A variable-dimension update of sequential Kalman filter for enhancing GNSS data processing efficiency
摘要
With the continuous improvement of global satellite navigation system (GNSS), the increase in the number of available satellites and the limited computational capability of mass-market GNSS chips or smartphones require higher time-efficiency in parameter estimation. In this contribution, we leverage the inherent sparse coupling characteristics between parameters and observations in GNSS models to propose a variable-dimension (VD) update strategy. This approach enables high computational efficiency in GNSS data processing by effectively reducing redundant numerical operations. Furthermore, the proposed VD update strategy can be integrated into various sequential Kalman filter (KF) variants, such as the standard sequential KF (SKF), the square-root covariance filter (SRCF), and the U-D factorization filter (UDF). In this work, the VD update strategy is specifically integrated into the UDF to create a variable-dimension UDF (VD-UDF) implementation.
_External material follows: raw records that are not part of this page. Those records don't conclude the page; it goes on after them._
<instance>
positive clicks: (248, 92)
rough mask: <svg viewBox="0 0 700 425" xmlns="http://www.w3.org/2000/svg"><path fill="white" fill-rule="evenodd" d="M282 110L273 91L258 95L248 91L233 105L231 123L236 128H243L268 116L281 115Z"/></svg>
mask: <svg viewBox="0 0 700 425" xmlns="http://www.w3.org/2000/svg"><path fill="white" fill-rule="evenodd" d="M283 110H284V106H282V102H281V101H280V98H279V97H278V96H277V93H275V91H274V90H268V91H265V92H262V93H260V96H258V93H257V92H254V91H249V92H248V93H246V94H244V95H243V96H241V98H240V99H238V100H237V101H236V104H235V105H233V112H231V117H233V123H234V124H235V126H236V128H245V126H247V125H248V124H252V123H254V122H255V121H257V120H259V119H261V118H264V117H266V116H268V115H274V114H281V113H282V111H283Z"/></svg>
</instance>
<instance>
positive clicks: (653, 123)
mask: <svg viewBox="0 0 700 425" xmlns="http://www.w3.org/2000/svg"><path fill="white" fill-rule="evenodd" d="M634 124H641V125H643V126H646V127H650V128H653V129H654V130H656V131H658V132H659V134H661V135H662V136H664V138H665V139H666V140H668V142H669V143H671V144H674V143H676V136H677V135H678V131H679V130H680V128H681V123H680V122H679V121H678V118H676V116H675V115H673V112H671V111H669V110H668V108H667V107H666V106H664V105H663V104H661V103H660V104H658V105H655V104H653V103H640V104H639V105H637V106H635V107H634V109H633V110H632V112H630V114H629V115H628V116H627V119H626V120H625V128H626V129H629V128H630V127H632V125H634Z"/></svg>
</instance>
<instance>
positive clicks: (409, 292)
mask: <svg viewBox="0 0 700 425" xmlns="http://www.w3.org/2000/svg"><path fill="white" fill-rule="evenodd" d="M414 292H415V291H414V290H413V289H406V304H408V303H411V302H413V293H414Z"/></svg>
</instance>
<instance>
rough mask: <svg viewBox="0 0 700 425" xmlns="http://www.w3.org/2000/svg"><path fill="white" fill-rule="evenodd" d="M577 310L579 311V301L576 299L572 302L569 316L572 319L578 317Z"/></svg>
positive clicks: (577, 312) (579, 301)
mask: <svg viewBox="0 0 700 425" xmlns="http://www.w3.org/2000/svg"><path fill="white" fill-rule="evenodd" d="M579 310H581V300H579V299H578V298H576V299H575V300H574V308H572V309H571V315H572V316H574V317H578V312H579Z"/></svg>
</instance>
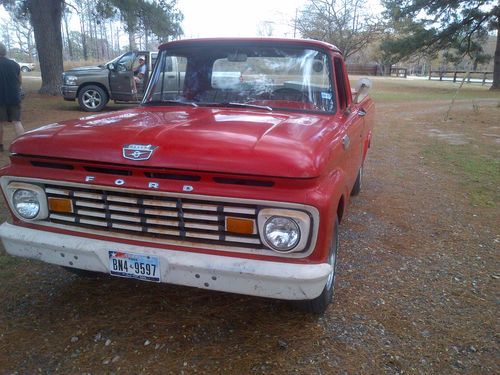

To evaluate its performance, the VD-UDF is compared against the standard UDF, as well as the KF in information form (KF-I) and the square-root information filter (SRIF), both of which are widely adopted in GNSS applications. Numerical results and time-efficiency analyses demonstrate that the VD-UDF achieves superior computational efficiency relative to standard UDF, KF-I, and SRIF nearly without compromising numerical accuracy or stability. In summary, the optimized VD-UDF offers a highly time-efficient and robust solution for real-time high-precision GNSS positioning on platforms with limited computational resources.